Author: Simon Gardner
But it seems he has been unable to escape the legendary "Curse of the Tortoise" that has befallen so many in Charles Darwin's island paradise. And if elderly George cannot shake it off, the world will have lost one of a kind - literally.
The lumbering giant Galapagos tortoise is the last known of his sub-species so if he dies without an heir, geochelone elephantophus abingdoni - one of just 11 types of the rare tortoise pivotal to 19th century naturalist Darwin's theory of evolution - will be extinct.
Just why George - nearly 3 feet (a metre) long, some 200 pounds (90 kg) in weight and somewhere between 50 and 80 years old - has been unable to mate with the two female tortoise concubines closest to his sub-species remains a mystery.
But it is not for lack of trying.
"We don't really know what the problem is," said Solanda Rea of the Charles Darwin Scientific Research Station on Santa Cruz island, who has been breeding giant tortoises to boost dwindling numbers for nearly 20 years.
"He just runs out of steam when trying to copulate. In theory he should be able to mate with the two females we have put with him, but I think that after so many years living alone, he just needs a female of his own sub-species."
George was found on the Ecuadoran volcanic cluster's Pinta island 30 years ago, the last of his line to escape the scourges of pirates, whale hunters and later goats, which were introduced by farmers in the late 1950s and decimated the remaining tortoise population's habitat.
Now, having ruled out cloning and desperate to find an alternative to the costly process of artificial insemination, Rea and the station's other tortoise experts have posted a $10,000 reward in the hope of finding a suitable mate.
'ISLES OF THE TORTOISES'
Hundreds of thousands of the rare giant tortoises are believed to have once inhabited the remote archipelago 600 miles (1,000 km) off the Ecuadorean mainland, once dubbed the "Isles of the Tortoises."
But, slaughtered for their meat by 16th century pirates, the first visitors to the islands, and later by hunters who used them to make oil for lamps, just 10,000 remain today.
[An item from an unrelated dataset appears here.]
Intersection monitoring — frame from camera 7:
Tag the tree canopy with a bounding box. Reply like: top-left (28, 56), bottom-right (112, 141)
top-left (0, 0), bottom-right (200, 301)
The Darwin Foundation aims to double that number over the next decade. Since the mid-1960s it has been harvesting tortoise eggs from across the island cluster and hatching them in basic incubators to ensure they are not killed prematurely by predatory hawks.
In a painstaking process, the baby tortoises' black shells are each numbered and they are kept in special enclosures for three years until they are strong enough to be released back into the wilds on their native island.
Some 2,500 tortoises have so far been reared and repatriated - 1,000 of them to the small island of Espanola alone, bred from just two males and 11 females.
Living on the sides and in the craters of the largely extinct volcano peaks that form the islands, the immense tortoises clamber around in the natural habitat in which, like so many of the island's other rare species, they evolved unhindered in isolation for thousands of years.
They are believed to owe their size to their hormones, the endemic island plants they feed on and the fact, that living almost exactly on the Equator, they do not need to hibernate.
With their huge serpentine necks and colossal, elephantine scaly legs and feet, they, like the other rare reptiles on the islands, look like prehistoric animals from a land that time forgot.
'CURSE OF THE TORTOISE'
Legend has it anyone who comes to the Galapagos hoping to turn a profit at the expense of the islands' unique ecosystem and other rare species like the blue-footed booby birds and marine iguanas, faces the "Curse of the Tortoise."
Islanders point to a long string of disasters that have befallen those who have not heeded the warnings, saying the near-disastrous oil spill in the archipelago in mid-January was just one more example.